The flag-draped coffins were carried by honor guards in a solemn ceremony broadcast live on numerous television channels. The mournful song repeats the word for “my country.”
Broadcasting the same video, the TV channels carried logos in Arabic or English reading “Egypt Fighting Terrorism.”
The policemen were riding in buses when they were stopped and killed by armed men early Monday.
The attackers are believed to be members of a militant Islamist militia, of the kind critics say the deposed president, Mohammed Morsi, allowed to flourish in the Sinai. The army deposed Morsi last month, backed by large-scale public demonstrations, and forcibly ended weeks of sit-in protests by his supporters last Wednesday.
Pro-Morsi television stations were closed right after the takeover, and remaining outlets are keeping to the government line, portraying his supporters as terrorists - although the vast majority of more than 700 protesters killed in recent days were unarmed. Nearly 100 members of the security forces also have died in a series of clashes.

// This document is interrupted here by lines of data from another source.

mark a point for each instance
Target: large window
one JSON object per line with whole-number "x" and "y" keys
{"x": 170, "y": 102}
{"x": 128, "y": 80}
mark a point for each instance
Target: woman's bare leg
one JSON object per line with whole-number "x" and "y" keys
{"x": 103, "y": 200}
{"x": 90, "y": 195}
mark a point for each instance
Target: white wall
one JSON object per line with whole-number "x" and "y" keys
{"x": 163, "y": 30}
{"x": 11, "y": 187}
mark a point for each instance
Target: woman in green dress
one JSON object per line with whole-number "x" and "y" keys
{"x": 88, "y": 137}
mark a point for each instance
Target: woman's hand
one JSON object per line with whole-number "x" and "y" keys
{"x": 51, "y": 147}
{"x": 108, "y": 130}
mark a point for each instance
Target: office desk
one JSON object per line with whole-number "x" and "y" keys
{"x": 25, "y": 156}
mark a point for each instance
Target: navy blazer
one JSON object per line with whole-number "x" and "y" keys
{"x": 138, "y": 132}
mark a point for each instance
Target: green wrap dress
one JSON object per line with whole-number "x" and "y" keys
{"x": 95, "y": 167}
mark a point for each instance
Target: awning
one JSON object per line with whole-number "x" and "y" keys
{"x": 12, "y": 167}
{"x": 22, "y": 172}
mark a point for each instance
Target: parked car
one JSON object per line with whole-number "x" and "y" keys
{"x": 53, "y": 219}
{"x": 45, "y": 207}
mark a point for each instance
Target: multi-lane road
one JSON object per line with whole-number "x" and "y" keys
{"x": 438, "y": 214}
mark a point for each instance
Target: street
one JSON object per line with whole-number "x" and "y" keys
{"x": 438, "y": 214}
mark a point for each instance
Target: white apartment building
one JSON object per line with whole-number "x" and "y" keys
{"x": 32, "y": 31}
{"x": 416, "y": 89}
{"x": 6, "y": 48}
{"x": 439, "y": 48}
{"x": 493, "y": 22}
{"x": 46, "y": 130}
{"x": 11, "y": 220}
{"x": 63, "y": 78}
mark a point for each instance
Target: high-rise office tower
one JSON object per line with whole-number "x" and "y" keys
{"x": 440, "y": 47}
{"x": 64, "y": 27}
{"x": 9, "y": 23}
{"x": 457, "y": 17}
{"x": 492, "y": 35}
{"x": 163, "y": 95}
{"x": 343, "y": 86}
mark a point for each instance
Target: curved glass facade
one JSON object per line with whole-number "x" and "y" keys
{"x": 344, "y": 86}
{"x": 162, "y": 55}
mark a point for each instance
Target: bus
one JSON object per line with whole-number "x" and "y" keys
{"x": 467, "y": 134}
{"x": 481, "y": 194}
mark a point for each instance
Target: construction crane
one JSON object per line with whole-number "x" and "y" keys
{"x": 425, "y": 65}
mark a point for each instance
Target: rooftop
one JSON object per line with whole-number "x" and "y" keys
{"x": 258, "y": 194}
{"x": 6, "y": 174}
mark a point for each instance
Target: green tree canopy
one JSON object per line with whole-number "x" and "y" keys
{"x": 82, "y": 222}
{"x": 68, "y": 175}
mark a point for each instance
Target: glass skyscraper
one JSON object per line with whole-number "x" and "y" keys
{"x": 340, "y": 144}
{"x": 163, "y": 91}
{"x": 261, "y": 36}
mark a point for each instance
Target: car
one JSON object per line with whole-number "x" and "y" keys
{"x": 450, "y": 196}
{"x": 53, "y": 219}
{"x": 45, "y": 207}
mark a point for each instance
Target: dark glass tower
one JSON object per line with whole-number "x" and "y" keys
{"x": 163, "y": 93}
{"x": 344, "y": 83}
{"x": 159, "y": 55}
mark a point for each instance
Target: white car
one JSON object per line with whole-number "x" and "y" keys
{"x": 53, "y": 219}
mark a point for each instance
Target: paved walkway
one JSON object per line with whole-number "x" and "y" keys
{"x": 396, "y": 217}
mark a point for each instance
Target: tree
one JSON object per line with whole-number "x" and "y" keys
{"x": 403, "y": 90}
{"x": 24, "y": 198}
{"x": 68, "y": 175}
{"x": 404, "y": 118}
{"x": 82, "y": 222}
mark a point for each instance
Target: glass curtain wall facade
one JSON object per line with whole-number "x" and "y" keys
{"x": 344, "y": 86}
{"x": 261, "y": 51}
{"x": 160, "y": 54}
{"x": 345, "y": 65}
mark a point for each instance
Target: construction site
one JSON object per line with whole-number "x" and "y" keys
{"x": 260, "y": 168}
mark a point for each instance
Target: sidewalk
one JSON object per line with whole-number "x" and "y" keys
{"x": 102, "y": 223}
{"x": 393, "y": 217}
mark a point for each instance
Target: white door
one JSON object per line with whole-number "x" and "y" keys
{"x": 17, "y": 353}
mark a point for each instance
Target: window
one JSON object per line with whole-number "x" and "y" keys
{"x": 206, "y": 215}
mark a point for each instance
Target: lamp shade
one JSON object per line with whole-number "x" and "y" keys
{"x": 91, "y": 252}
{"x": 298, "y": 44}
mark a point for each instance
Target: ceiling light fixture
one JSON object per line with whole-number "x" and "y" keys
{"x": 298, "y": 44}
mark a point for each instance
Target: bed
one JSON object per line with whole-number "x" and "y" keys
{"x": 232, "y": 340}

It is difficult to know whether it was Morsi's policies or the information campaign, or both, that led many Egyptians to support the army takeover. But it is reflected in many conversations, including one with toy store manager Shamieh on a typical Cairo shopping street.
“Terrorism should be faced. President Morsi is the beginning of terrorism. So the government replacing Morsi is the first step toward giving up the terrorism of Egypt," said Shamieh.
She says her business is down more than 50 percent, but she believes the army's action will be good for business, and for the country, in the long term.
For some, Shamieh's words will contrast with her appearance. She wears a modest Islamic dress and a traditional 'hijab' scarf covering her hair and neck. But she says no one should make assumptions about her political views based on her appearance.
"Morsi has no relation with my hijab. My Islam, in my hijab, in my attitude, in my appearance, doesn't relate to Morsi at all," she said.
Several hours before the Sinai incident, security forces killed about 36 Islamist prisoners who allegedly tried to escape while being transported between prisons. Morsi's core support group, the Muslim Brotherhood, which is leading protests against the army takeover, called for an independent investigation.
Meanwhile, the lawyer for former President Hosni Mubarak says he could be released from prison soon because a court cleared him of corruption charges. But he faces other charges related to the 2011 revolution, and his release with his former allies in the army back in government, would further polarize the country.
At London's King's College, conflict expert Stacey Gutkowski says the military should make a gesture of reconciliation, and the Muslim Brotherhood should accept it.
“The army is not equipped to govern. The army is now governing as armies do, which is on the streets. The army must show restraint. The Brotherhood must show restraint, calling its people off the streets. And the liberal opposition must organize itself, and be given the space institutionally to organize itself as a proper political party," said Gutkowski.
The military leader, General Abdul Fattah el-Sisi, has promised elections and says there will be “room for everyone” to participate. But many are skeptical, and the Muslim Brotherhood is insisting that the deposed president be reinstated.
There is unaccustomed fear on the streets of Cairo, with people warning each other to keep away from certain areas and not to stay out after the 7 pm curfew.
There is widespread dissatisfaction with Morsi's one-year tenure, particularly his moves to increase the influence of conservative Islam, his alleged empowerment of the Sinai militias and his failure to improve the economy and relieve widespread poverty.
No one knows where the balance of public opinion really lies, but such feelings made it possible, some say necessary, for the military to move against Egypt's first freely elected president.